For a tech nerd like myself, the whole His Brain as Hard Drive type thing really gets me moist. Also, I feel sort of happy that I was correct when I predicted that the dude would reinstall Tony Stark onto his mushy headguts after he was done formatting. Question though: Why the fuck would they reboot his mind, if the secrets he was trying to keep from Norman will just be restored? Or perhaps it’ll be an older image of his brain, prior to the secrets or something? And if so, is that really Tony Stark, or is it as good ole Locke would say, another entity removed from the prior string of consciousness?
See, I’m already wet.
Also, it’s nice to see the Marvel Universe finally being pulled back together. There’s been like two years since Tony Stark and Captain America were no only BFFs, so the concept of them all coming together again to beat-on some Norman Osborn ass is exciting. Maybe then we won’t have another fifteen years of Dark Reign, and they can usher us onto some other storyline.
Modern Warfare 2 Ghost #2
If you’re like me, you didn’t know that Modern Warfare 2 had a comic book. And that makes sense, since if you’re like me, you’ve been too busy getting fucking owned by thirteen year-old kids in said video game. Seriously, there’s nothing more demoralizing than hearing a barely pubescent little kid shit talk me, and I can’t say anything, since he’s killed me fifteen times in a round. God dammit.
I’m simultaneously surprised and not surprised that there’s a comic book for MW2, especially for Ghost. Ghost is like the Boba Fett of MW2, he’s quiet, barely around, and he kicks a shitload of ass.

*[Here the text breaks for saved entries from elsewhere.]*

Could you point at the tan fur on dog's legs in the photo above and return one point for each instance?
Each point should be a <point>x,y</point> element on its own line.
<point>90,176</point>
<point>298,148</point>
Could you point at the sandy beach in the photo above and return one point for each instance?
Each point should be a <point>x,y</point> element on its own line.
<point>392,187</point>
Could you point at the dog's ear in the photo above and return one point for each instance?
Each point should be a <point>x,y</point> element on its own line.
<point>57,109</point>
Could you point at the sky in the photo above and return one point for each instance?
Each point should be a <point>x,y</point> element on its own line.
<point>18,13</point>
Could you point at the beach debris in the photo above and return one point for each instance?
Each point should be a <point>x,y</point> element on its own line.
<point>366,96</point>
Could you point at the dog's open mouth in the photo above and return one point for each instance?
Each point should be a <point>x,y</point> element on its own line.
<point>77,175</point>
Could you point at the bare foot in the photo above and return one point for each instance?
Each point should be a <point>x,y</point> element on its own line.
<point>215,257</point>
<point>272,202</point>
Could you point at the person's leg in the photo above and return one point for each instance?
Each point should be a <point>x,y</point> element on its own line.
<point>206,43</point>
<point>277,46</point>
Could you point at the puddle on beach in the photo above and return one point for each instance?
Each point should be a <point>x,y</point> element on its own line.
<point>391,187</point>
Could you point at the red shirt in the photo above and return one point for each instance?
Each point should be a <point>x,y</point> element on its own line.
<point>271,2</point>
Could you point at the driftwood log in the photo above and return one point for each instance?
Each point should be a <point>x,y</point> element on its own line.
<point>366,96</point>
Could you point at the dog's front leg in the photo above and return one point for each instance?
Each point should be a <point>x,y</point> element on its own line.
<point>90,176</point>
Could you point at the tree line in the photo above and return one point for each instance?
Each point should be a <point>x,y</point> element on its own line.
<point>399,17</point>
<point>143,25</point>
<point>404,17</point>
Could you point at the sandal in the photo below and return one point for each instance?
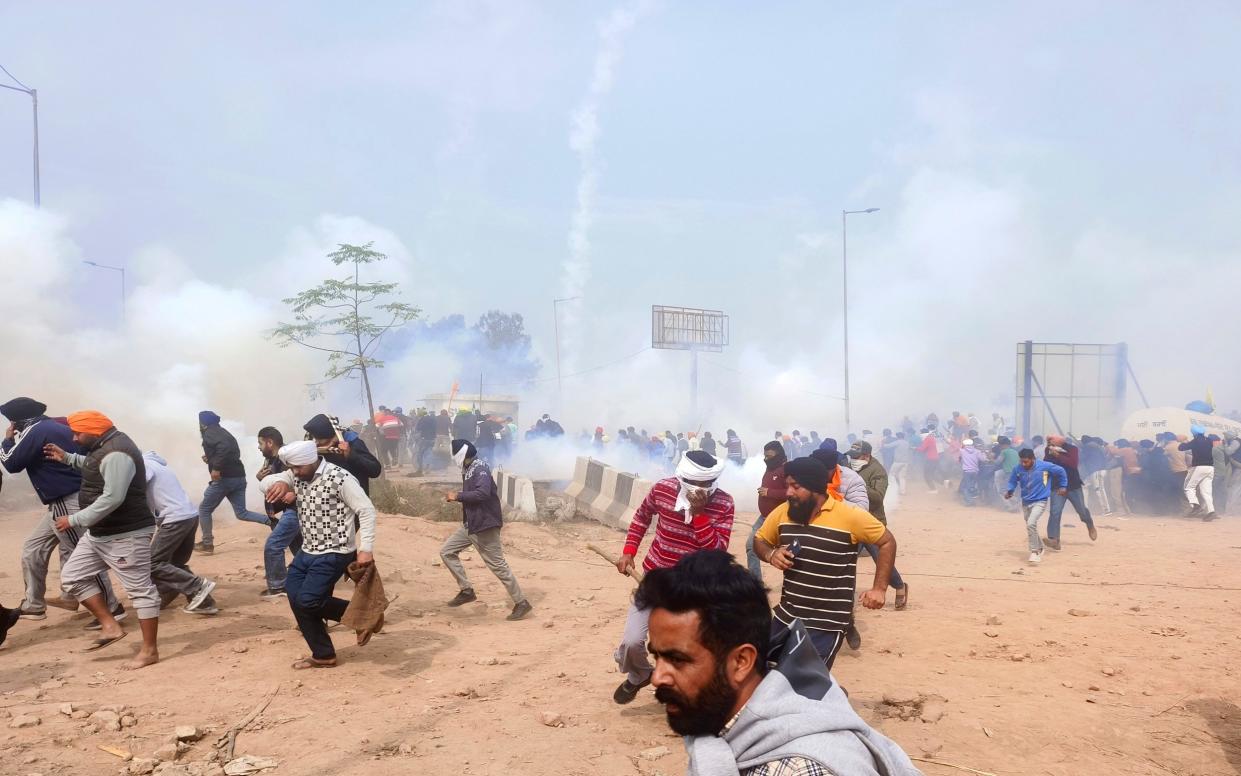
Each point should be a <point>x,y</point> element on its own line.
<point>99,643</point>
<point>313,663</point>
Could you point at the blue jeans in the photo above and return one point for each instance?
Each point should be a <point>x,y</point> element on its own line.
<point>751,559</point>
<point>1077,498</point>
<point>232,488</point>
<point>968,488</point>
<point>895,581</point>
<point>310,584</point>
<point>287,535</point>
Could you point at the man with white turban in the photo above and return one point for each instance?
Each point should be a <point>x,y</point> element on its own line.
<point>693,514</point>
<point>338,527</point>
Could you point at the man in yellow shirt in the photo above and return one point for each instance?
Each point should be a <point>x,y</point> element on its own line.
<point>813,539</point>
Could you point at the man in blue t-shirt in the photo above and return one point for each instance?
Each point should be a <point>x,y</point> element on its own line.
<point>1035,479</point>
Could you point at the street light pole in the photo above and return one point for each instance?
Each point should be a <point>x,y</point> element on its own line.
<point>560,384</point>
<point>122,271</point>
<point>844,270</point>
<point>34,106</point>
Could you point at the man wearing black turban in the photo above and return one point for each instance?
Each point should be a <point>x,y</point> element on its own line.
<point>813,539</point>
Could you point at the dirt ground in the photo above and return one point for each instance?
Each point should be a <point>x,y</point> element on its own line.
<point>1113,657</point>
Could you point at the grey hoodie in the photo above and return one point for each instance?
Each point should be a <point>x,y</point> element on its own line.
<point>798,712</point>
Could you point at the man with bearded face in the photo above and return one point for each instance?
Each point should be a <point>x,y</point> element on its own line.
<point>57,487</point>
<point>693,514</point>
<point>813,539</point>
<point>336,519</point>
<point>771,494</point>
<point>710,633</point>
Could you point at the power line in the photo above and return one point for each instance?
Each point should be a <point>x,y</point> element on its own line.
<point>15,78</point>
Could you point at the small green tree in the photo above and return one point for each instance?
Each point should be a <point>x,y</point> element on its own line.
<point>338,318</point>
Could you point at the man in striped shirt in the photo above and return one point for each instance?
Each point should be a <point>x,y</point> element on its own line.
<point>813,539</point>
<point>693,514</point>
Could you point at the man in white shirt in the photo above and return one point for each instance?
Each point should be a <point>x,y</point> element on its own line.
<point>176,522</point>
<point>338,527</point>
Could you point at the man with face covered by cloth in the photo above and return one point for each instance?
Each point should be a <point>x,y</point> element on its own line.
<point>338,527</point>
<point>813,539</point>
<point>693,514</point>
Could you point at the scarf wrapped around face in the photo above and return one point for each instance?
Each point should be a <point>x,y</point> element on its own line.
<point>695,466</point>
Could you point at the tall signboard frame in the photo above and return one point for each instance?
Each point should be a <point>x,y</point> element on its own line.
<point>686,328</point>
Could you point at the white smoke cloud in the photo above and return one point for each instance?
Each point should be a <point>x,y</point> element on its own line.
<point>582,140</point>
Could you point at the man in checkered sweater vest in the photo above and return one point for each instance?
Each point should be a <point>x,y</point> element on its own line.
<point>338,527</point>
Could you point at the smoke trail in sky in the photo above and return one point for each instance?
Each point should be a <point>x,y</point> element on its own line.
<point>582,139</point>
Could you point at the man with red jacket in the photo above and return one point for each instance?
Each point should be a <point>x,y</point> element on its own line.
<point>771,494</point>
<point>693,514</point>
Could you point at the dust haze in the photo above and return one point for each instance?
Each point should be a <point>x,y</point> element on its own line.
<point>1031,184</point>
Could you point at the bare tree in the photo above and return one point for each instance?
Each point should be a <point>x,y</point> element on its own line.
<point>338,317</point>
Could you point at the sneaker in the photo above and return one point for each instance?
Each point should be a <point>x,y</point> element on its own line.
<point>118,613</point>
<point>627,692</point>
<point>200,595</point>
<point>520,610</point>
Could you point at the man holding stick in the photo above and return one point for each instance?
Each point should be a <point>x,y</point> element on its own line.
<point>693,514</point>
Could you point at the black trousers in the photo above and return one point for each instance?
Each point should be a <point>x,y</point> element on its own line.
<point>310,582</point>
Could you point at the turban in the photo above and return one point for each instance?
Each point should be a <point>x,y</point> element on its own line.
<point>89,421</point>
<point>22,409</point>
<point>463,450</point>
<point>699,466</point>
<point>299,453</point>
<point>695,466</point>
<point>809,473</point>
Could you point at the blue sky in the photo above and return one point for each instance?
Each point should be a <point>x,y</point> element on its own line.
<point>1056,170</point>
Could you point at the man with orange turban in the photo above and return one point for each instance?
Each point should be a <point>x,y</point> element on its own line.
<point>118,525</point>
<point>57,487</point>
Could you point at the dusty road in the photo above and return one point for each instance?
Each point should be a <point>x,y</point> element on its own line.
<point>1139,679</point>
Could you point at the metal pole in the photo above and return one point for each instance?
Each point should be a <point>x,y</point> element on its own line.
<point>560,383</point>
<point>694,416</point>
<point>844,266</point>
<point>34,101</point>
<point>1026,386</point>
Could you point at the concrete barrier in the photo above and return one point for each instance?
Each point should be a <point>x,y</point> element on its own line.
<point>516,496</point>
<point>606,494</point>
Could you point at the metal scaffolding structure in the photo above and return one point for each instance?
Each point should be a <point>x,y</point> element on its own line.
<point>1072,388</point>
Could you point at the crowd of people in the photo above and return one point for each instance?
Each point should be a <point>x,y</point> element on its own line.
<point>750,685</point>
<point>112,509</point>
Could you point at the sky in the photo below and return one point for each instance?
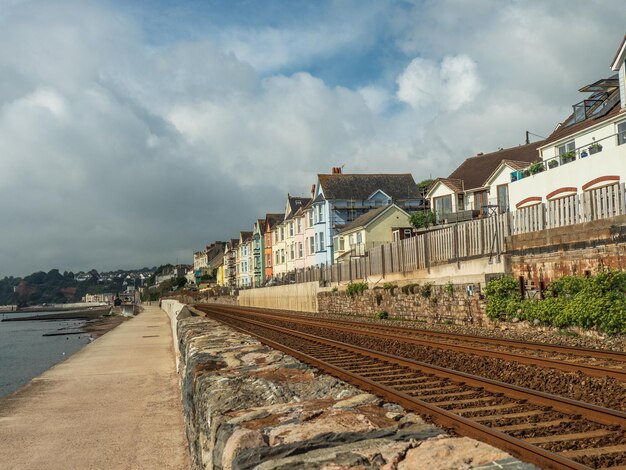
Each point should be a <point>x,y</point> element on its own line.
<point>134,133</point>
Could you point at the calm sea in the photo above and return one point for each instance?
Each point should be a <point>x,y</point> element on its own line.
<point>25,353</point>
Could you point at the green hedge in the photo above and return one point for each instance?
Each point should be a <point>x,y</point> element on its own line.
<point>589,302</point>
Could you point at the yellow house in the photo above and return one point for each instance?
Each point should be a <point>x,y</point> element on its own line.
<point>220,277</point>
<point>372,229</point>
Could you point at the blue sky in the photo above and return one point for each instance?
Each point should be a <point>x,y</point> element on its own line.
<point>134,133</point>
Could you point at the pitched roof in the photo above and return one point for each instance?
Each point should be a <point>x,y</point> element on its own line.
<point>454,184</point>
<point>296,203</point>
<point>474,171</point>
<point>361,186</point>
<point>274,219</point>
<point>368,217</point>
<point>564,130</point>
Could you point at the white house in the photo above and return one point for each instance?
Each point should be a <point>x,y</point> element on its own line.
<point>586,151</point>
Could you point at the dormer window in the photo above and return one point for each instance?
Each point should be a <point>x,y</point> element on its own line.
<point>621,133</point>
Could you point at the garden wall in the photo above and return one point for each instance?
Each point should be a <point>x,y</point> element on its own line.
<point>440,307</point>
<point>573,250</point>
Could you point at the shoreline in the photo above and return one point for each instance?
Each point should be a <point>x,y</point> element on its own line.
<point>95,328</point>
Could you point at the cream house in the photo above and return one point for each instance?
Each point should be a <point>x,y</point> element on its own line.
<point>369,230</point>
<point>479,182</point>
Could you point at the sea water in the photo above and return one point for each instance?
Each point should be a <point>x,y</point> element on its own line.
<point>25,353</point>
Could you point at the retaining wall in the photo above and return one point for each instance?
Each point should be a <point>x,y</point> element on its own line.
<point>440,307</point>
<point>546,255</point>
<point>294,297</point>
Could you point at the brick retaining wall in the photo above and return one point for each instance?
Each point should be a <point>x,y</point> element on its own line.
<point>440,307</point>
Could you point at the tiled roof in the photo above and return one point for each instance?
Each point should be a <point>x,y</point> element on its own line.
<point>453,184</point>
<point>296,203</point>
<point>359,186</point>
<point>474,171</point>
<point>368,217</point>
<point>563,131</point>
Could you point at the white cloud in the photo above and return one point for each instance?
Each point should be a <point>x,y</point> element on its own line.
<point>448,85</point>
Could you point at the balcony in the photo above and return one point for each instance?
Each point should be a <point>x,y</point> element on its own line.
<point>591,148</point>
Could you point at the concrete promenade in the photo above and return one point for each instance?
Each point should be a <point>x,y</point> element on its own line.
<point>113,405</point>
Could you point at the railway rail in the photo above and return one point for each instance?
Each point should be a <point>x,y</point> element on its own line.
<point>592,362</point>
<point>547,430</point>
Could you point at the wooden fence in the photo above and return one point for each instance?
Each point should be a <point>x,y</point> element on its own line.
<point>472,239</point>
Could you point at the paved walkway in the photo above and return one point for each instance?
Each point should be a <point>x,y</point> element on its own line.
<point>113,405</point>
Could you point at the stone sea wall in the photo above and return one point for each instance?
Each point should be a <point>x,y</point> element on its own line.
<point>450,305</point>
<point>248,406</point>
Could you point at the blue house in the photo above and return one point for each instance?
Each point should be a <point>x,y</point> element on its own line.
<point>340,198</point>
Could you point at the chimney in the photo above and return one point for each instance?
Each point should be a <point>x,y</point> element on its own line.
<point>619,66</point>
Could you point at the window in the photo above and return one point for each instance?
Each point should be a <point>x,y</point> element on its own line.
<point>621,133</point>
<point>481,199</point>
<point>443,207</point>
<point>503,198</point>
<point>565,149</point>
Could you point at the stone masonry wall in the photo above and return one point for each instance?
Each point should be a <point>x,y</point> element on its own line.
<point>440,307</point>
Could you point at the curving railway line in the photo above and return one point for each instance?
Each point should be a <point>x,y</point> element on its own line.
<point>547,430</point>
<point>592,362</point>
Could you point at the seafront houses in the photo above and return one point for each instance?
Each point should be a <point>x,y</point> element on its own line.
<point>479,181</point>
<point>294,231</point>
<point>271,221</point>
<point>371,229</point>
<point>244,260</point>
<point>258,253</point>
<point>341,198</point>
<point>278,251</point>
<point>309,234</point>
<point>230,263</point>
<point>584,153</point>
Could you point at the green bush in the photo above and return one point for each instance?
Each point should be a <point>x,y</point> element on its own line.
<point>426,290</point>
<point>356,288</point>
<point>588,302</point>
<point>382,315</point>
<point>422,219</point>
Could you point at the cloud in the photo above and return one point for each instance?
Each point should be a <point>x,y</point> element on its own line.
<point>449,85</point>
<point>120,151</point>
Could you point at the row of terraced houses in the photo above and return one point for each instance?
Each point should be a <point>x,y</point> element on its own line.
<point>346,215</point>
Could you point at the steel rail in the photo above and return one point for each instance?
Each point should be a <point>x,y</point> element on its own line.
<point>459,424</point>
<point>571,350</point>
<point>593,371</point>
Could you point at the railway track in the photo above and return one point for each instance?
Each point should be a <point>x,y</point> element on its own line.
<point>592,362</point>
<point>547,430</point>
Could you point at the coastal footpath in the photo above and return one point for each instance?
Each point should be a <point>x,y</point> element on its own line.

Plus, he’s got a skull on his face, and those thirteen year-old kids I fucking despise probably want to grow up to be him.
But at the same time, the plot to MW2 was pretty much a rejected 24 plot. Don’t throw tomatoes at me, I’m just saying. And that’s cool, because who the fuck plays the game for the single-player campaign, let alone story?
I predict a thousand bullets and lots of violence in this comic book, and at least fourteen nerds orgasming per comic book store.